Columbia University Protesters Occupy Campus Building

Student protesters at Columbia University occupied Hamilton Hall, one of the most iconic buildings of the school’s campus, in a late-night escalation of ongoing pro-Palestinian demonstrations.

In the early hours of Tuesday, dozens of students rushed into the hall and began using furniture to barricade entrances — recreating an occupation of the same building carried out by anti-Vietnam War protesters at the university in 1968. At least one window was broken during the takeover, and the protesters unfurled a banner reading “Hind’s Hall” from the building’s primary balcony.

The banner honored Hind Rajab, a five-year-old Palestinian girl who was killed in February when the vehicle she and several of her relatives were driving in was fired upon by Israeli forces in Gaza City.
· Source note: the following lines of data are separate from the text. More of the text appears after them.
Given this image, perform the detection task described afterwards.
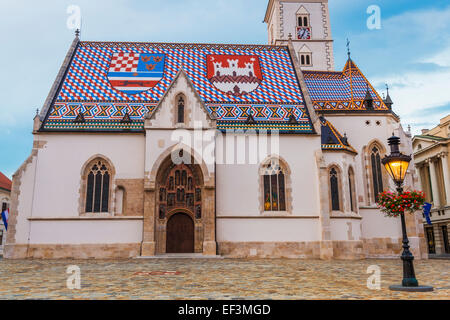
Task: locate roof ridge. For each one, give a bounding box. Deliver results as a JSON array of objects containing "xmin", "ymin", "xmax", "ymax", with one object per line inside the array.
[{"xmin": 79, "ymin": 40, "xmax": 288, "ymax": 49}]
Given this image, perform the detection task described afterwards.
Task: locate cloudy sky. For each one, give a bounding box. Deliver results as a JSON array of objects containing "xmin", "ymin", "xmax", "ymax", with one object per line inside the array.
[{"xmin": 0, "ymin": 0, "xmax": 450, "ymax": 177}]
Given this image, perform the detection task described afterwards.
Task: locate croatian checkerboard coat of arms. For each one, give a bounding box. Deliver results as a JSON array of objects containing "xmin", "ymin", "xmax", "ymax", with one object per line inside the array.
[
  {"xmin": 207, "ymin": 54, "xmax": 263, "ymax": 97},
  {"xmin": 108, "ymin": 52, "xmax": 165, "ymax": 95}
]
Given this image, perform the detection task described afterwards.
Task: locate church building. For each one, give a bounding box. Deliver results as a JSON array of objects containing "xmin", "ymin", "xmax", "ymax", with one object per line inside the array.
[{"xmin": 4, "ymin": 0, "xmax": 427, "ymax": 259}]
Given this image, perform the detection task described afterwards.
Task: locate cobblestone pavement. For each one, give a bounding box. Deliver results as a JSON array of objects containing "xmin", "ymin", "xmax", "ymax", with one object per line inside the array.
[{"xmin": 0, "ymin": 259, "xmax": 450, "ymax": 300}]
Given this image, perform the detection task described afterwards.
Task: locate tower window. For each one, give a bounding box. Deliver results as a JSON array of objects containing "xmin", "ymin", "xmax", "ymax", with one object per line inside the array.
[{"xmin": 263, "ymin": 162, "xmax": 286, "ymax": 211}]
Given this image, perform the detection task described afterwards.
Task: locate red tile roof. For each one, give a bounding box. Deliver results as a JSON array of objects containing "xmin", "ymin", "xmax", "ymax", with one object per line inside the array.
[{"xmin": 0, "ymin": 172, "xmax": 12, "ymax": 191}]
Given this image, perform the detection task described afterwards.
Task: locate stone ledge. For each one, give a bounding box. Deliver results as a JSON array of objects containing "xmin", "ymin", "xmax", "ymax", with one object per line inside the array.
[{"xmin": 28, "ymin": 216, "xmax": 144, "ymax": 221}]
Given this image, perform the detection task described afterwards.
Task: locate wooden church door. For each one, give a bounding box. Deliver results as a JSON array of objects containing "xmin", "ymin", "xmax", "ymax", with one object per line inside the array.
[{"xmin": 166, "ymin": 213, "xmax": 194, "ymax": 253}]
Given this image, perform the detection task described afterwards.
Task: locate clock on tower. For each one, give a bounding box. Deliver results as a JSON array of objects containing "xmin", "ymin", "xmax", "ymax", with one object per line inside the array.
[{"xmin": 297, "ymin": 27, "xmax": 311, "ymax": 40}]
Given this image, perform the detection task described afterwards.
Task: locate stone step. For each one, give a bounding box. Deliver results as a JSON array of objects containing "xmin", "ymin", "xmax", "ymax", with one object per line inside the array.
[{"xmin": 135, "ymin": 253, "xmax": 223, "ymax": 259}]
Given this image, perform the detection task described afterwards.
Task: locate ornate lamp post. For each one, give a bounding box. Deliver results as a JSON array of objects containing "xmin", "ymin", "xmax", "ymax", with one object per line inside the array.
[{"xmin": 382, "ymin": 135, "xmax": 433, "ymax": 292}]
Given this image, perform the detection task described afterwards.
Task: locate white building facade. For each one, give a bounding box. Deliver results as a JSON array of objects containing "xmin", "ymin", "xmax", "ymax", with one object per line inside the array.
[{"xmin": 5, "ymin": 0, "xmax": 427, "ymax": 259}]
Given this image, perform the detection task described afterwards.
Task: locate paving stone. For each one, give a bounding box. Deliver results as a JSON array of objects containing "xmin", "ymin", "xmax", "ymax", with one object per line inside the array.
[{"xmin": 0, "ymin": 259, "xmax": 450, "ymax": 300}]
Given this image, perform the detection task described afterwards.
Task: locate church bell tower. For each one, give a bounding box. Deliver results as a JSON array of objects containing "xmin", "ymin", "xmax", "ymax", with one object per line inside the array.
[{"xmin": 264, "ymin": 0, "xmax": 334, "ymax": 71}]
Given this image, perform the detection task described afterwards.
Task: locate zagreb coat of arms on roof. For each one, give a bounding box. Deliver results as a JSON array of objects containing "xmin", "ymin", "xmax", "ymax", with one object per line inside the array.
[
  {"xmin": 207, "ymin": 54, "xmax": 263, "ymax": 97},
  {"xmin": 108, "ymin": 52, "xmax": 165, "ymax": 94}
]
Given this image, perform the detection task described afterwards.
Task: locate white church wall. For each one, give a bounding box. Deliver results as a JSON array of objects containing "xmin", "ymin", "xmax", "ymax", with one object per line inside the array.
[
  {"xmin": 217, "ymin": 218, "xmax": 320, "ymax": 242},
  {"xmin": 326, "ymin": 114, "xmax": 405, "ymax": 207},
  {"xmin": 145, "ymin": 129, "xmax": 215, "ymax": 179},
  {"xmin": 281, "ymin": 1, "xmax": 325, "ymax": 39},
  {"xmin": 360, "ymin": 208, "xmax": 402, "ymax": 239},
  {"xmin": 217, "ymin": 135, "xmax": 320, "ymax": 216}
]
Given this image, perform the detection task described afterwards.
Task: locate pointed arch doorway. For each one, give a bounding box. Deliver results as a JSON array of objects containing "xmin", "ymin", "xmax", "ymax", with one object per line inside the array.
[
  {"xmin": 141, "ymin": 147, "xmax": 217, "ymax": 256},
  {"xmin": 166, "ymin": 212, "xmax": 194, "ymax": 253}
]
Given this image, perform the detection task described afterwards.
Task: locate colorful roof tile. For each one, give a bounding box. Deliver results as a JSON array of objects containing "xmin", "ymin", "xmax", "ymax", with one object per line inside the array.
[
  {"xmin": 0, "ymin": 172, "xmax": 12, "ymax": 191},
  {"xmin": 319, "ymin": 117, "xmax": 357, "ymax": 153},
  {"xmin": 303, "ymin": 59, "xmax": 391, "ymax": 112},
  {"xmin": 41, "ymin": 42, "xmax": 314, "ymax": 133}
]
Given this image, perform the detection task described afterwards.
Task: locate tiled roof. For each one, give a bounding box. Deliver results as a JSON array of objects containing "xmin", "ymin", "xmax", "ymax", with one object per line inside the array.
[
  {"xmin": 41, "ymin": 42, "xmax": 314, "ymax": 133},
  {"xmin": 0, "ymin": 172, "xmax": 12, "ymax": 191},
  {"xmin": 415, "ymin": 134, "xmax": 449, "ymax": 141},
  {"xmin": 303, "ymin": 59, "xmax": 390, "ymax": 112},
  {"xmin": 319, "ymin": 117, "xmax": 357, "ymax": 153}
]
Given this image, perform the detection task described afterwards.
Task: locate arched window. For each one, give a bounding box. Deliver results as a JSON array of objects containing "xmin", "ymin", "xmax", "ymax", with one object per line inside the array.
[
  {"xmin": 115, "ymin": 186, "xmax": 125, "ymax": 215},
  {"xmin": 300, "ymin": 53, "xmax": 312, "ymax": 67},
  {"xmin": 330, "ymin": 168, "xmax": 341, "ymax": 211},
  {"xmin": 263, "ymin": 160, "xmax": 286, "ymax": 211},
  {"xmin": 157, "ymin": 164, "xmax": 202, "ymax": 219},
  {"xmin": 370, "ymin": 146, "xmax": 383, "ymax": 201},
  {"xmin": 177, "ymin": 95, "xmax": 184, "ymax": 123},
  {"xmin": 85, "ymin": 160, "xmax": 111, "ymax": 212},
  {"xmin": 348, "ymin": 168, "xmax": 356, "ymax": 212}
]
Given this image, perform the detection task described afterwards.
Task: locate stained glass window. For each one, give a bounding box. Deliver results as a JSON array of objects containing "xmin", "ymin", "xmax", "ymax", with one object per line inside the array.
[
  {"xmin": 330, "ymin": 168, "xmax": 341, "ymax": 211},
  {"xmin": 348, "ymin": 168, "xmax": 356, "ymax": 211},
  {"xmin": 370, "ymin": 147, "xmax": 383, "ymax": 201},
  {"xmin": 263, "ymin": 160, "xmax": 286, "ymax": 211},
  {"xmin": 85, "ymin": 160, "xmax": 110, "ymax": 212}
]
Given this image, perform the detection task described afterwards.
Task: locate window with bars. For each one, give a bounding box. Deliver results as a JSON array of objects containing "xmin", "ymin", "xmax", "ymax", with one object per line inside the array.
[
  {"xmin": 330, "ymin": 168, "xmax": 341, "ymax": 211},
  {"xmin": 158, "ymin": 164, "xmax": 202, "ymax": 219},
  {"xmin": 370, "ymin": 146, "xmax": 383, "ymax": 202},
  {"xmin": 263, "ymin": 161, "xmax": 286, "ymax": 211},
  {"xmin": 86, "ymin": 160, "xmax": 111, "ymax": 212},
  {"xmin": 348, "ymin": 168, "xmax": 356, "ymax": 212}
]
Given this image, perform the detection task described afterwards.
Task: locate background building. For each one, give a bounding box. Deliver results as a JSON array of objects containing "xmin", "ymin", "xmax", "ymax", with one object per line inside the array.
[
  {"xmin": 0, "ymin": 172, "xmax": 11, "ymax": 254},
  {"xmin": 413, "ymin": 115, "xmax": 450, "ymax": 255}
]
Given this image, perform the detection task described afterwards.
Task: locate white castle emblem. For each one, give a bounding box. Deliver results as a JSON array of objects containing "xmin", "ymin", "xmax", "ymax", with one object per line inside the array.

An ambulance attempting to resume Hind — who survived the initial onslaught — was targeted by an Israeli airstrike, killing the rescue paramedics inside. Hind is one of the more than 34,000 Palestinians killed in Gaza since the outbreak of the war between Israel and Hamas on Oct. 7.

In response, Columbia administrators on Tuesday morning restricted access to the main university campus, and advised everyone but “non-essential” staff and faculty to avoid coming to the campus.

On Monday, the university began suspending students who refused to vacate a Gaza Solidarity Encampment occupying a lawn on the campus since April 17. The protest called for Columbia to “divest” from Israeli and military investments held by the school. The university announced that students who remained past a 2 p.m. deadline and refused to sign a “form committing to abide” by its policies would be “placed on suspension, ineligible to complete the semester or graduate, and will be restricted from all academic, residential, and recreational spaces.”

Earlier this month, University President Nemat Shafik called the NYPD into the campus in an attempt to forcibly clear the encampment. The move further galvanized protesters.

“The University has undermined the negotiation process by threatening its political opponents with soldiers, mass eviction, and at times, the restriction of basic needs,” Columbia University Apartheid Divest wrote in a blog post on Sunday addressing the breakdown of negotiations between protesters and the school.

In a statement issued early Tuesday morning, the group wrote that the occupation of Hamilton Hall “escalation represents the next generation of the 1968, 1985, and 1992 student movements which Columbia once repressed yet celebrates today. Protestors have voiced their intention to remain at Hind’s Hall until Columbia concedes to CAD’s three demands: divestment, financial transparency, and amnesty [for protesters].”

“As this group continues to hold down Hind’s Hall, we reiterate that CUAD’s encampment is a peaceful form of protest as demonstrated over the last 12 days,” they added. “Students and community members are risking suspension and arrest to end the true state of emergency on campus, Columbia’s complicity in the genocide in Gaza.”

With Columbia University as a template, student protests demanding universities divest from Israeli investments and military contractors have exploded into a nationwide movement. The demonstrations have added to existing pressure on the Biden administration to cease providing military aid to Israel given the widespread death toll in Gaza, accusations of human rights violations by the Israeli military, and ongoing international criminal investigations into Israel’s offensive on Gaza.

As Israel continued its siege and humanitarian blockade against Gaza, survivors were directed to flee to “safe zones” in the southern part of the territory. These areas have continued to be targeted by air strikes and Israeli military actions, and earlier this month Prime Minister Benjamin Netanyahu indicated that the nation is planning a widespread offensive in the Rafah region of southern Gaza.

“We will honor all the martyrs, all the parents, mothers, fathers,” protesters observed by The Columbia Spectator chanted. “We will honor all the martyrs, all the children, sons, and daughters.”